OmniJigsaw: Enhancing Omni-Modal Reasoning via Modality-Orchestrated Reordering
2026-04-09 • Computer Vision and Pattern Recognition
Computer Vision and Pattern Recognition
AI summaryⓘ
The authors propose OmniJigsaw, a new method to improve how AI understands and reasons with videos and sounds together by training it to put mixed-up clips back in the right order. They use three strategies to mix visual and audio information in a way that forces the AI to learn from both together. They also create a special filtering process to prepare large amounts of unlabeled data for training. Their tests show that one strategy, clip-level modality masking, works better than others by avoiding shortcuts the AI might use. Overall, their approach improves the AI's ability in video, audio, and combined reasoning tasks.
Reinforcement LearningSelf-Supervised LearningOmni-modal ModelsTemporal ReorderingAudio-Visual IntegrationProxy TaskData FilteringCross-Modal LearningModality MaskingCollaborative Reasoning
Authors
Yiduo Jia, Muzhi Zhu, Hao Zhong, Mingyu Liu, Yuling Xi, Hao Chen, Bin Qin, Yongjie Yang, Zhenbo Luo, Chunhua Shen
Abstract
To extend the reinforcement learning post-training paradigm to omni-modal models for concurrently bolstering video-audio understanding and collaborative reasoning, we propose OmniJigsaw, a generic self-supervised framework built upon a temporal reordering proxy task.
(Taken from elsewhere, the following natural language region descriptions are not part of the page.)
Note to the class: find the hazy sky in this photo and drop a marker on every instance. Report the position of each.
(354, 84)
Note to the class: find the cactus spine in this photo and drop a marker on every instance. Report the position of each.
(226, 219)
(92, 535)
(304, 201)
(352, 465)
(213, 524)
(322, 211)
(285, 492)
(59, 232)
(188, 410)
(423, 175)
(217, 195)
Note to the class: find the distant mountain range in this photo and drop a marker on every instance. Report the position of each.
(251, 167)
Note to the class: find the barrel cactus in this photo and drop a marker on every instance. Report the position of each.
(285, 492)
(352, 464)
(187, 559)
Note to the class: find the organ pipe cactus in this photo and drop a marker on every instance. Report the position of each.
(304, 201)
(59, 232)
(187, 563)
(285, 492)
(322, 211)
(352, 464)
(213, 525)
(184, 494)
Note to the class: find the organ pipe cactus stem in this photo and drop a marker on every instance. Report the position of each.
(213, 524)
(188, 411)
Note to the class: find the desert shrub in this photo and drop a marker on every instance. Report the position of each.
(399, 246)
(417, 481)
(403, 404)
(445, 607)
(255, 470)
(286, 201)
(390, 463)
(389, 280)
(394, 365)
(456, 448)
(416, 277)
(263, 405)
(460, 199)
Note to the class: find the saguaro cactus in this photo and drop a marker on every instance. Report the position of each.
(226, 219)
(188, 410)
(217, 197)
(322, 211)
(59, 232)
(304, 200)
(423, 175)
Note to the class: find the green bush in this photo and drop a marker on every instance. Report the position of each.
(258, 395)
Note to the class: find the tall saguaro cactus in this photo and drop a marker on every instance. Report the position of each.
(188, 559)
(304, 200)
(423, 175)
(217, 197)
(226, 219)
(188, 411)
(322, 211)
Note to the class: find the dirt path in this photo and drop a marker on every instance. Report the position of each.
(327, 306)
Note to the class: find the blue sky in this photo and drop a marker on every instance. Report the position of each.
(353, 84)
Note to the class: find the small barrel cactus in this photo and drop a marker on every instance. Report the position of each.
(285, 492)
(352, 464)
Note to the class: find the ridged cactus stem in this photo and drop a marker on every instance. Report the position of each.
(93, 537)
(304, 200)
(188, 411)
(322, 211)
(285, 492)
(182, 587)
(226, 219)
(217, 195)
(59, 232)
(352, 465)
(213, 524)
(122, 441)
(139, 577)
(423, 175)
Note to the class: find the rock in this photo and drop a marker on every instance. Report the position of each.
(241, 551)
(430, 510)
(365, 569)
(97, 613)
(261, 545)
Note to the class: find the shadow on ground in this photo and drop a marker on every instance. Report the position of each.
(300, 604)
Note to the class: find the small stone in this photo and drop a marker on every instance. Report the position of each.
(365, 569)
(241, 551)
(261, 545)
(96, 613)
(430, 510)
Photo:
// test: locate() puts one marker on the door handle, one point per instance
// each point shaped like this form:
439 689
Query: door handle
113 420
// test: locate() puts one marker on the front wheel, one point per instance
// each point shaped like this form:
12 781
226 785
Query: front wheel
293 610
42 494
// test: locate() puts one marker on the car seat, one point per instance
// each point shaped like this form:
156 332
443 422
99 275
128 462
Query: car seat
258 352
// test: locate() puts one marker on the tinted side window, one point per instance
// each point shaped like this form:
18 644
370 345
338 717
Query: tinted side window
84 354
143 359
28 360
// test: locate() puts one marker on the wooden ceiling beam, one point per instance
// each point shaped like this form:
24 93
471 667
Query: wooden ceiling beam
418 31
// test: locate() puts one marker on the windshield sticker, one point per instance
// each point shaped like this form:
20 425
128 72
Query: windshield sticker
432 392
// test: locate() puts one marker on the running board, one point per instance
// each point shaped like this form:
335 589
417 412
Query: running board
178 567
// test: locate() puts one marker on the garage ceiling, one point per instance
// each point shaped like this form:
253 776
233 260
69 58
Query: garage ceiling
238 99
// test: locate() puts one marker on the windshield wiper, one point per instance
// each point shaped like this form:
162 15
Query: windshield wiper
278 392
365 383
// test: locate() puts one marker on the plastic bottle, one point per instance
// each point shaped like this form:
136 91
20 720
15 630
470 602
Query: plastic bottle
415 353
Centered on the chronological reconstruction of shuffled audio-visual clips, this paradigm strategically orchestrates visual and auditory signals to compel cross-modal integration through three distinct strategies: Joint Modality Integration, Sample-level Modality Selection, and Clip-level Modality Masking. Recognizing that the efficacy of such proxy tasks is fundamentally tied to puzzle quality, we design a two-stage coarse-to-fine data filtering pipeline, which facilitates the efficient adaptation of OmniJigsaw to massive unannotated omni-modal data. Our analysis reveals a ``bi-modal shortcut phenomenon'' in joint modality integration and demonstrates that fine-grained clip-level modality masking mitigates this issue while outperforming sample-level modality selection. Extensive evaluations on 15 benchmarks show substantial gains in video, audio, and collaborative reasoning, validating OmniJigsaw as a scalable paradigm for self-supervised omni-modal learning.